There is so much scrutiny around private equity in the game of rugby union in Australia, but the answer is simple.
The Six Nations have it, so too do South Africa and New Zealand. They are seven of the top ten nations in World Rugby. They have financial backing.
It’s not a matter of if but when.
If and when Australia secure the Rugby World Cup rights for both the men’s and women’s Rugby World Cup, how much more is private equity worth to Rugby Australia and the rugby community?
If you believe the articles (pro and con), they have to wait until all is final and then strike.
Rugby Australia was in trouble long before COVID hit. In fact, I’d go so far to say it actually brought on a cost-cutting exercise that needed to happen at Rugby HQ.
Having said that, it has impacted player retention like no other nation.
For those who are unaware, pre COVID-19, Rugby Australia had a corporate overhead of the vicinity of that of the RFU, which was in excess of $20 million per year.
In comparison, those outside of Australia and England were at almost 60 per cent less of corporate overheads. Wow, that’s a difference.
Both the Irish and Welsh rugby unions have grown and the Scottish will have a competitive team for the World Cup as they have had to overcome similar hurdles.
It’s right to wait for the announcement of both Rugby World Cups. This is the injection rugby union in Australia needs, but where do the funds go?
There are four key areas:
4. Administration and management
It’s clear that four is fourth. We all agree.
But where do one to three stand?
If private equity has given a boost to northern hemisphere rugby – which was already huge anyway, and which I assume had a ten to 20 per cent increase on their initial $509 million investment for 14 per cent as published – then it has to be done.
The biggest issue in Australia is the promotion of the sport.

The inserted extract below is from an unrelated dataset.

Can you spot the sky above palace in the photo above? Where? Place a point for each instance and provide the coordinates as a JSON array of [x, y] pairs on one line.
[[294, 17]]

It is a product that has key strengths across all codes.
It has an opportunity for all sizes (still), a skill set for all hand-on-ball sports, and has an environment that suits both men and women.
To promote this code, especially at its lowest ebb, is without a doubt a good investment.
There are four football codes in Australia and all of them have a place, but rugby union has a global market that supports all codes when other codes won’t (with the exception of football, of course).
Between 1991 and 2003, rugby union was battling with the NRL and the AFL. Football was nowhere to be seen in a professional sense on the Australian landscape.
The 2003 World Cup final in Australia had 4.3 million viewers in Australia alone. It was one of the highest TV audiences ever. Cathy Freeman was the highest.
Since then, rugby has gone downhill. There is no sugar coating that part.
We all whinge about the referees, especially with cards. The 20-minute red card needs to be adopted, but won’t be, due to the fact the northern hemisphere want blow-outs. But for God’s sake, tackle lower.
As much as I hate an accidental-contact-to-the-head card, lower your height. It’s basic cause and effect.
But back to the article, these funds must be distributed to the grassroots and there most certainly needs to be greater promotion of the code.
If no-one knows about it, they can’t watch it.
Super Rugby and club rugby have been fantastic this season, but unless you’re a rusted-on fan, you wouldn’t know about it.
I’d even go so far as to promote the scrum and not deride it.
It is such a great part of the sport and the power is extraordinary. I would certainly not allow more than one reset, but other than that, let it play and promote the technical side of what is: a great sporting contest.
Obviously the elite, professional part of the equation is important.
As the great David Campese has stated on Thursday, “one thing the Super Rugby teams should realise is that younger kids are looking for idols”.
The faces are becoming more familiar due to some recent successes, but when the World Cups are secured and private equity has come into effect, let’s promote the hell out of it.